グ・スーヨンが出身地下関を舞台に下関出身の女優を主演で撮った下関ムービーは、グ・スーヨンと具光然(ゆで卵映画『ゼラチンシルバーLOVE』、『巫女っちゃけん』などの脚本)という兄弟共同脚本作品である。こういうずっと見守ってきた映画作家がこっちにやってくるのは予感があたって嬉しいというかなんというか……きっかけは加藤雅也がグ・スーヨンに下関出身の女優、深町友里恵を紹介したことだという。で、地方映画といえば、東京で夢破れたアラサー女子が故郷に帰る話だ、と喝破したグ・スーヨンがこの映画を作ったわけだが、いやそれがなんでこうなるの?
深夜、人のいない葬儀場に飛び込んできたジーンズのホットパンツから素足を突き出した女は、棺桶を殴りつけ、揺すぶってひっくり返しそうになる。激情する彼女をかろうじて抑え込む富澤昌次(加藤雅也)だが、女に殴られて顔を腫らしている。彼女は女優になると東京へ出ていった娘のユリ(深町友里恵)だった。
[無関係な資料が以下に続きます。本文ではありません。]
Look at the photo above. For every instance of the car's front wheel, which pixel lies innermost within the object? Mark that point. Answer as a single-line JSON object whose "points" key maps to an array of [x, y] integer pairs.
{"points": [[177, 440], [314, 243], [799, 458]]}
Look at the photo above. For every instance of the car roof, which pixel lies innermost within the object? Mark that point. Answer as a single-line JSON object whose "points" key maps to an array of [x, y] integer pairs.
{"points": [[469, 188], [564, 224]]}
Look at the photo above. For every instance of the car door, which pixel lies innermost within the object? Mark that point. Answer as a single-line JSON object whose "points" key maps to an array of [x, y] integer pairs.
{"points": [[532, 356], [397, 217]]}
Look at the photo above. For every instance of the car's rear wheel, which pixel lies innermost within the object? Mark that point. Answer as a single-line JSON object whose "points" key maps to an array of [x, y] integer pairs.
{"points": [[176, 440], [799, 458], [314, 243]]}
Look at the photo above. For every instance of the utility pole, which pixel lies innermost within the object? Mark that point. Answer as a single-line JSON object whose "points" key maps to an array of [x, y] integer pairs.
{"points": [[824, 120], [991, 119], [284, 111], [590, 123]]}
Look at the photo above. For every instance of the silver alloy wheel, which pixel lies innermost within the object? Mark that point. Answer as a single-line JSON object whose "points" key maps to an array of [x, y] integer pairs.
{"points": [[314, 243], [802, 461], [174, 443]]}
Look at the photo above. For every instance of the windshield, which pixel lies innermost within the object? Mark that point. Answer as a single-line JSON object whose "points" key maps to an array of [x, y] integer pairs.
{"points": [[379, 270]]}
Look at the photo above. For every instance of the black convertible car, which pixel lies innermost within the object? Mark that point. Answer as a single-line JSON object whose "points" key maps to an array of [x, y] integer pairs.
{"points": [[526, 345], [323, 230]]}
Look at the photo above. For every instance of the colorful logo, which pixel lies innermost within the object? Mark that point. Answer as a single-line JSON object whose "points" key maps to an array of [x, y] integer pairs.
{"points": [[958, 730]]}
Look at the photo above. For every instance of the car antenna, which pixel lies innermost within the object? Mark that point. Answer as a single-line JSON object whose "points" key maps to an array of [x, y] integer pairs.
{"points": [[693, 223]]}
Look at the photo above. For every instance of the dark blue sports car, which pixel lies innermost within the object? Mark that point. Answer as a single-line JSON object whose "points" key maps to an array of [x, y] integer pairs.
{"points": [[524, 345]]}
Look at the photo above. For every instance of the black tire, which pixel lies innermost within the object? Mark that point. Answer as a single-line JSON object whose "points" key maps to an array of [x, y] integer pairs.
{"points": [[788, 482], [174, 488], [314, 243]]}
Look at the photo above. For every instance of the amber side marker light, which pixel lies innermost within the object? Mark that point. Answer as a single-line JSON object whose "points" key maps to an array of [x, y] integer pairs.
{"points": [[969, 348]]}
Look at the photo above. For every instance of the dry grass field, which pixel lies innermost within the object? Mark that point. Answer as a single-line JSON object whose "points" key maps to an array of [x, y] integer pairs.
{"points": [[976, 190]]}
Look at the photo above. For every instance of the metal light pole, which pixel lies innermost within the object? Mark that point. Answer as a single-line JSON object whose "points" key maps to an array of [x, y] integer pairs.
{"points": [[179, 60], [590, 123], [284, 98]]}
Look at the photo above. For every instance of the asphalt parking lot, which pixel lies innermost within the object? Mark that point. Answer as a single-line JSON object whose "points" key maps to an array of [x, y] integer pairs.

「ばあちゃんが倒れたときに呼んでくれたら死に目に会えたのに」
「だってまさか死ぬとは思わんから」
このやたら乱暴なばあちゃん子、どうやら女優としていまひとつ芽が出ないまま、「あんたおっぱいでかいからチケット売れるだろ」などといまどきそんなセクハラあるかと思えるようなクソ劇団のオーディションを受けるが「最低でも百枚は売れないと役はつけられないよ。パトロンに買ってもらえよ」とこれまたありえないハラスメントを受けて落とされ、見切りをつけて故郷に戻ってきたのだという。仕事もないと聞いた父親、
「じゃあ、父さんがやってるFM局の手伝いでもするか?」
「いまさらラジオなんか。わたし女優ですから!」
「できないのごまかしてるだけだろ! 女優もろくにつとまらない人間が!」
痛いところをつかれたユリ、渋々ラジオ局で働くことになるが……
この映画がすごいのは、ユリがひたすら自分勝手でわがままで(わがままなのは幽霊ではなく主人公の方である)やる気もなければ努力もしない、ついでに言えば才能もない。何ひとつ好感を持てるところがない。これ、どうやら「俳優陣のこれまでのイメージを裏切る芝居」がテーマらしく、深町友里恵もどうやらイメチェンのために本人とはまったく違うイメージの役をやっているらしい。だがしかしそれがひたすらネガティヴなだけのキャラクターになってしまうのはどうなんだ! しかもアラサーで映画初主演の深町には前もってのイメージなど何もないにもかかわらず。これ、どう見てもグ・スーヨンの性癖、というか作家性だよなあ。毎回毎回ひたすらネガティヴなだけの主人公を嫌がらせのように観客に押しつけてくるのである。映画としてはひたすらタルいタルいばかり言ってるヒロインにひたすら耐えなければならない。エンターテインメントのかけらもないのが芸術だと思ってる感じ?